Kathleen Volk Miller has written for LitHub, NYT Modern Love, O, the Oprah magazine, Salon, the NYTimes, Huffington Post, Washington Post, Family Circle, Philadelphia Magazine and other venues. “How We Want to Live,” an essay, was chosen as the penultimate piece in Oprah’s Book of Starting Over (Flat Iron Books, Hearst Publications, 2016). She is co-editor of the anthology, Humor: A Reader for Writers (Oxford University Press, 2014). She is co-editor of The Painted Bride Quarterly and co-host of PBQ’s podcast, Slush Pile. She has also published in literary magazines, such as Drunken Boat, Opium, and other venues. She holds “Healing through Writing” and “Writing and Neuroplasticity” workshops, and other memoir classes. She consults on literary magazine start up, working with college students, and getting published in literary magazines.
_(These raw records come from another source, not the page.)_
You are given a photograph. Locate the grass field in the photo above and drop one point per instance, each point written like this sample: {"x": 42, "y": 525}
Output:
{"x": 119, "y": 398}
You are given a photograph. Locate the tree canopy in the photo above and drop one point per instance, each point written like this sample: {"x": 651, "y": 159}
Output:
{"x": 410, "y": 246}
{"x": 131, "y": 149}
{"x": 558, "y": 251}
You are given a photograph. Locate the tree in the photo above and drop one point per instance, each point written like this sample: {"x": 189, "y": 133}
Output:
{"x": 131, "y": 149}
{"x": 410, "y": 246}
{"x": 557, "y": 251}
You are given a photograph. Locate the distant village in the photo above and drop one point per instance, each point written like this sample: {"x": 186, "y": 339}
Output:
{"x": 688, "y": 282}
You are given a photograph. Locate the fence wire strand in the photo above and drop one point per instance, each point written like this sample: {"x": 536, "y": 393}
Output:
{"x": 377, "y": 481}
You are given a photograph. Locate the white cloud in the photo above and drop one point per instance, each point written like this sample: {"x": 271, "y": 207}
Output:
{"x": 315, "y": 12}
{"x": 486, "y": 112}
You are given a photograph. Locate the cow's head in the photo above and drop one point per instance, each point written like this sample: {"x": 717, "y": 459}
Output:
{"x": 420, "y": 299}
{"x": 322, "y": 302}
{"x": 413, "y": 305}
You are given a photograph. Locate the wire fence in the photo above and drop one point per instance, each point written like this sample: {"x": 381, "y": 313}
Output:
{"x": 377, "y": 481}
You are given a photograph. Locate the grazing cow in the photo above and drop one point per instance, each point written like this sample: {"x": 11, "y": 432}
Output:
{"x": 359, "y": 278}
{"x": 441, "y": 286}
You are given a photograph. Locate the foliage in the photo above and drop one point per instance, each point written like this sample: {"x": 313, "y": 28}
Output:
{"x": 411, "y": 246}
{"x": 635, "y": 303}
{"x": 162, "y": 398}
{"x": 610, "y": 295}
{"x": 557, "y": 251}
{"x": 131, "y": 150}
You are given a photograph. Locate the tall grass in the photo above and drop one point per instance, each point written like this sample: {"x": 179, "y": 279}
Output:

She is a professor at Drexel University.
Marion Wrenn is Director of the Writing Program; Senior Lecturer of Writing and Literature and Creative Writing at NYU Abu Dhabi. Marion C. Wrenn is a media critic, cultural historian, and literary editor who writes essays and creative non-fiction. She earned her PhD from NYU’s Department of Media, Culture, and Communication and has received grants and awards from NYU, the AAUW, and the Rockefeller Archive Center. Recent work on satirical news and citizen audiences have appeared in Poetics. Her essays have appeared in American Poetry Review, South Loop Review, and elsewhere. She co-edits the literary journal Painted Bride Quarterly (pbqmag.org) and has taught writing at NYU, Parsons, and the Princeton Writing Program.